Et puis, votre laïcité au petit pied a-t-elle seulement des titres à se proclamer citoyenne si vous vous contentez de remplacer les fausses allégations de Jupiter par la prosternation des Français et de leur Ministère de l’éducation nationale devant le mutisme apeuré de l’intelligence de la France ? Qu’avez-vous fait du cerveau de la nation depuis 1905 ? Puisque nous savons, nous, que l’idole à trois têtes devant laquelle notre espèce continue de s’agenouiller n’a d’autre domicile que les boîtes osseuses en folie des déments qui les adorent, l’honnêteté qui inspire l’esprit de logique de la République exige pour le moins que nous consentions à les extraire des cervelles et à en exposer les effigies sur les places publiques.

4 – La République aux cent têtes

Le fantassin : Si Périclès avait ordonné la séparation de l’Eglise et de l’Etat, il lui aurait bien fallu sauver les apparences de la foi à Athènes ; et comment les aurait-il sauvées sans imposer le silence, du moins en public, aux prêtres de Zeus, d’Athéna, de Mars et de Poséidon ? Allez-vous redonner à l’Eglise de France le droit de haranguer et même d’ameuter les citoyens dans la rue ? Nous avons mis deux siècles à seulement limiter quelque peu le pouvoir immense dont disposait l’Eglise sous la monarchie et qui lui permettait d’égarer le faible entendement des foules de l’époque ; et maintenant vous prétendez tout subitement redonner au clergé gallican le droit de tromper les sots, et cela sous le prétexte, absurde par définition, selon lequel le droit naturel des dévots devenus républicains serait de nous faire entendre leurs arguties avec la même docilité pieuse qu’ils doivent, eux, à leur ignorance et à leur naïveté ! Mais vous savez bien que si vous mettez face à face un savant et un ignorant et si vous demandez au public de les départager, ce sera toujours le plus bavard et le plus malin qui se verra couronné des lauriers du vainqueur. Si l’astrologie était enseignée dans nos écoles, la moitié des Français croiraient à l’astrologie. Comment pouvez-vous redonner tous leurs droits aux idoles, et cela au nom même de la laïcité ?

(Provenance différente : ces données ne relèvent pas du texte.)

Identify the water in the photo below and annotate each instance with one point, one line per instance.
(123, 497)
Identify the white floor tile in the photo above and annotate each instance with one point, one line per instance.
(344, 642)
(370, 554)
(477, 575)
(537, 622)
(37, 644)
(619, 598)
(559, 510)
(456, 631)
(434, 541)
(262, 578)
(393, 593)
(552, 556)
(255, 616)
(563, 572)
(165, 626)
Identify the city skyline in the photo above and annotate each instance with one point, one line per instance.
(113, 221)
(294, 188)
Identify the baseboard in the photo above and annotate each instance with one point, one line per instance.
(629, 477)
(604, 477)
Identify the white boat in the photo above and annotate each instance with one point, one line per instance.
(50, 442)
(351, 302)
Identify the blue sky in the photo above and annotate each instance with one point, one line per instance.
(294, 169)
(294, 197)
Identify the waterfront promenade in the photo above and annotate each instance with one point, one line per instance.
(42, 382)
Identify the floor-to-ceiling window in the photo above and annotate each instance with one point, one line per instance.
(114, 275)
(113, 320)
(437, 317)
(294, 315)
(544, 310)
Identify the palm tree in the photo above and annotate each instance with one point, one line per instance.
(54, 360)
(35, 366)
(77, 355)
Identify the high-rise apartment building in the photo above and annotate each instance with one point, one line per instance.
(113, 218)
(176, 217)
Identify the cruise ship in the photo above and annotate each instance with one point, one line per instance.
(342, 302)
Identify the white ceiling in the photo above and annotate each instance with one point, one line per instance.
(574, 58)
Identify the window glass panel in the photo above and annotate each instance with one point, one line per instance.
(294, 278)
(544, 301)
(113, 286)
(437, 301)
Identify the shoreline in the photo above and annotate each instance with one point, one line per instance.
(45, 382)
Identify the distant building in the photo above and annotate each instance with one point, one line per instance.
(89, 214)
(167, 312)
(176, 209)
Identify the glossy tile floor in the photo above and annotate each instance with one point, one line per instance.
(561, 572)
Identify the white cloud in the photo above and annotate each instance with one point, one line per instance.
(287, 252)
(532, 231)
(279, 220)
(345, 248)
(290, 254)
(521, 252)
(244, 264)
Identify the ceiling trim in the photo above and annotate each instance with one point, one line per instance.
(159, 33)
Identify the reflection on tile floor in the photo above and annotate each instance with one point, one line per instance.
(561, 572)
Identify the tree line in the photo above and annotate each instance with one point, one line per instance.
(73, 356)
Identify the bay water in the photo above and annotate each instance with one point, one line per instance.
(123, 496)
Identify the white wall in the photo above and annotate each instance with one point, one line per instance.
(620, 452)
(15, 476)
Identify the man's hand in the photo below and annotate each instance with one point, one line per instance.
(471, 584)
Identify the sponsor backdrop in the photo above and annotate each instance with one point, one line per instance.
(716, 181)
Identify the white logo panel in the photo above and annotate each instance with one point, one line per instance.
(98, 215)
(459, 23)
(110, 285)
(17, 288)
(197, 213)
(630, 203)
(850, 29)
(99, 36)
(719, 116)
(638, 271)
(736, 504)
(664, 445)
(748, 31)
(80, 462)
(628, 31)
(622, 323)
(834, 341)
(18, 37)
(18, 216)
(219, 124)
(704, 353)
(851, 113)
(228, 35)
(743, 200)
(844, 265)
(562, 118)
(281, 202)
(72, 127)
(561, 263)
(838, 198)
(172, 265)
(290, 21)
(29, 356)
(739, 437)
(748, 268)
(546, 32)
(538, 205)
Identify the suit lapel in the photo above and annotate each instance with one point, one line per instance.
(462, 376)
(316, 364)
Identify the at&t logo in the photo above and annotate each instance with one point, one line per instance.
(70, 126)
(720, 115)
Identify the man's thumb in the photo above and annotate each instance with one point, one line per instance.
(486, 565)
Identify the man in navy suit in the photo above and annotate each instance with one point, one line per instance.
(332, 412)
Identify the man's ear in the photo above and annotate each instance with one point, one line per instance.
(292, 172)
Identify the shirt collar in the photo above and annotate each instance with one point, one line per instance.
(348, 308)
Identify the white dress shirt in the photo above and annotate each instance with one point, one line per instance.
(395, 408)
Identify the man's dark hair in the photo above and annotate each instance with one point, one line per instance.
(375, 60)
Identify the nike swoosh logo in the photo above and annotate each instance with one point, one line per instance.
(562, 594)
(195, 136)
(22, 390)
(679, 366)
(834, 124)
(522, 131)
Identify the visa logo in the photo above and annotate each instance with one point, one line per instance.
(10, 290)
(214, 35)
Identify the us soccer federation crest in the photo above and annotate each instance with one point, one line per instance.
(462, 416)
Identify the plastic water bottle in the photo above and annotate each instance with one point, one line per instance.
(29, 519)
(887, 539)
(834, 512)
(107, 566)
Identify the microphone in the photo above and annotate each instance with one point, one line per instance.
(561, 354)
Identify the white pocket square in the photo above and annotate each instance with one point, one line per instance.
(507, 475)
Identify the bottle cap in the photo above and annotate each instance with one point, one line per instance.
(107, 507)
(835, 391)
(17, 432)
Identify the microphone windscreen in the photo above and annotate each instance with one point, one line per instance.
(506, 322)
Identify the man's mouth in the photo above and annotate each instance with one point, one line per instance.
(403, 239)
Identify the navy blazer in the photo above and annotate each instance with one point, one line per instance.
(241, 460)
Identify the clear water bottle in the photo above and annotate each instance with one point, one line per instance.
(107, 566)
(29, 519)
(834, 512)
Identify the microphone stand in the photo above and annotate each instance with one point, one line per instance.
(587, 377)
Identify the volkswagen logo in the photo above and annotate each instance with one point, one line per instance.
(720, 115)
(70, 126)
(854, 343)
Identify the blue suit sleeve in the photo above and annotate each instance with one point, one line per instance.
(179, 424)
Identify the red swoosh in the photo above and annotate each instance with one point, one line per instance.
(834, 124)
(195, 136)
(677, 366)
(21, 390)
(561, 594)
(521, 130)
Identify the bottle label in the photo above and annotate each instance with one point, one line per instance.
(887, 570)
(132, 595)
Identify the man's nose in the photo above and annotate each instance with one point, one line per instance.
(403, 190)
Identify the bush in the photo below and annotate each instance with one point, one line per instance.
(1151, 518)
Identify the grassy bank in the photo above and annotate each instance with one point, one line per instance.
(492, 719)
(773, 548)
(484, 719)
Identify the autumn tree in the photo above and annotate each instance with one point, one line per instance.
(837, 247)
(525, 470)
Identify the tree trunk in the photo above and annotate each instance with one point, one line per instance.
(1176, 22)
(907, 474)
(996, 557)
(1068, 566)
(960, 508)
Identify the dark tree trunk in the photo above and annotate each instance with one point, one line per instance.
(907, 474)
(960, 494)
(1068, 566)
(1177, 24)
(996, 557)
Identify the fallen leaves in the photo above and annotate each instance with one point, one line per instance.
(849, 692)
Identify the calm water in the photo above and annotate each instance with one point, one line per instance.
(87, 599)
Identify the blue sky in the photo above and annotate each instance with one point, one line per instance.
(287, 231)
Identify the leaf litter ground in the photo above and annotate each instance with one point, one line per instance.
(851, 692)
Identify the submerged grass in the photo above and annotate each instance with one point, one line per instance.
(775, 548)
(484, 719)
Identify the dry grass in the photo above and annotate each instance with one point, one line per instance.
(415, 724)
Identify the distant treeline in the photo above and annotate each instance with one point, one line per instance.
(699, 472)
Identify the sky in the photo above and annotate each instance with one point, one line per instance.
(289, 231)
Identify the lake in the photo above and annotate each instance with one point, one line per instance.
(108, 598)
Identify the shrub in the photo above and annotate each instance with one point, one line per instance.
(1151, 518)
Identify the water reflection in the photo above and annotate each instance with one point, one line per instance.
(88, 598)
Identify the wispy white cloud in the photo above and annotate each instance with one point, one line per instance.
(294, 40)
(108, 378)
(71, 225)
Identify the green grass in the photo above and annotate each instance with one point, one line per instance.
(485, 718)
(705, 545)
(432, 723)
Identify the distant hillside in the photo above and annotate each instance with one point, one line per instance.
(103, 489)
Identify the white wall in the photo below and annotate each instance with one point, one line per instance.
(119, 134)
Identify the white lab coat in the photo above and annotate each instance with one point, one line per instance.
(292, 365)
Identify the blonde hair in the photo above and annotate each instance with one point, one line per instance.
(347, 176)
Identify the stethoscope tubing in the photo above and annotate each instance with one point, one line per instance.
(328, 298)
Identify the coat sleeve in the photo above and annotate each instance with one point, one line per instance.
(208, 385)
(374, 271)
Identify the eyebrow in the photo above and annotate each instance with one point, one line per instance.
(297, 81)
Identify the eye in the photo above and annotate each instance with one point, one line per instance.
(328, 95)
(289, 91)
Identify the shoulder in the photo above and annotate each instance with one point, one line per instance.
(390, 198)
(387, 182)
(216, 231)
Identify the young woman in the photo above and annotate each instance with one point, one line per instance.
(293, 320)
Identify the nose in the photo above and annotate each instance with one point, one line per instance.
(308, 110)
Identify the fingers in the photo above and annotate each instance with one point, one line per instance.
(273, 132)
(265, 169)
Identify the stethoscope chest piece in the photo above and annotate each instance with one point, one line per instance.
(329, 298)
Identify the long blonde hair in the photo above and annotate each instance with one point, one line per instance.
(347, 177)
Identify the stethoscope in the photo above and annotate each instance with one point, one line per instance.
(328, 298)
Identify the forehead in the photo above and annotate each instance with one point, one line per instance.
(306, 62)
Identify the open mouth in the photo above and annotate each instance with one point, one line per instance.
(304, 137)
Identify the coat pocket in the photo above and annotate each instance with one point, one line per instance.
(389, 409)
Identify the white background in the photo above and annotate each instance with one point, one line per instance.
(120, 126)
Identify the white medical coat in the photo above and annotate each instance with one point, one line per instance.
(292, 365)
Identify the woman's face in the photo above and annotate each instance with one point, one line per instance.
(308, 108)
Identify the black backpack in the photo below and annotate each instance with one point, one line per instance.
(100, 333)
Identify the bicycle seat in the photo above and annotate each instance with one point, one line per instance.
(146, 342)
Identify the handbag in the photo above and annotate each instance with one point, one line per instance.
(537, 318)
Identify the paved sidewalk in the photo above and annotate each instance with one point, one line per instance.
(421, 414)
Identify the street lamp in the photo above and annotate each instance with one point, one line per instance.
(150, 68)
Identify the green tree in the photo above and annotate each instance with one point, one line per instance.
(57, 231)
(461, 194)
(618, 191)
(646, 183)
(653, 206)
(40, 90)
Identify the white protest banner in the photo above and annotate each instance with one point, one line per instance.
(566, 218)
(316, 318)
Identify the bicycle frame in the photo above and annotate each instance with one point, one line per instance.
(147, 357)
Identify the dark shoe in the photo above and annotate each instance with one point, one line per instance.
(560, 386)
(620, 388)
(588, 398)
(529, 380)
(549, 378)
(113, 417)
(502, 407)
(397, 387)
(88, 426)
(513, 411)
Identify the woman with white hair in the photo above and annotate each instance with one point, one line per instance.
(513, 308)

Le philosophe : Tiens, tiens, vous voilà tout allumé d’une saine indignation philosophique , vous voilà monté sur le pont d’une raison plus logicienne ! Mais vous éludez encore la vraie question, qui n’est pas de combattre sur le front des droits de l’ignorance et de la sottise, mais de préciser ce qu’il en coûtera à la raison incohérente du XXIe siècle que vous nous préparez, vous qui videz la laïcité du contenu qui la définit, vous qui la rendrez si fièrement irrationnelle à son tour qu’elle vous reconduira tout droit à la même capitulation de la pensée logique que la théologie du Moyen Age. Savez-vous que, plus d’un siècle après la séparation de l’Eglise et de l’Etat, un tiers des Français croit encore dur comme fer en l’existence du paradis et de l’enfer ? Vous estimez qu’il n’est pas digne d’une République de la raison de perdre son temps à réfuter des totems. Mais savez-vous que les concepts se totémisent à leur tour et qu’on ne devient un spéléologues des profondeurs de l’inconscient de la « raison » elle-même que si l’on a appris à observer les idoles verbifiques qui trônent dans les têtes ?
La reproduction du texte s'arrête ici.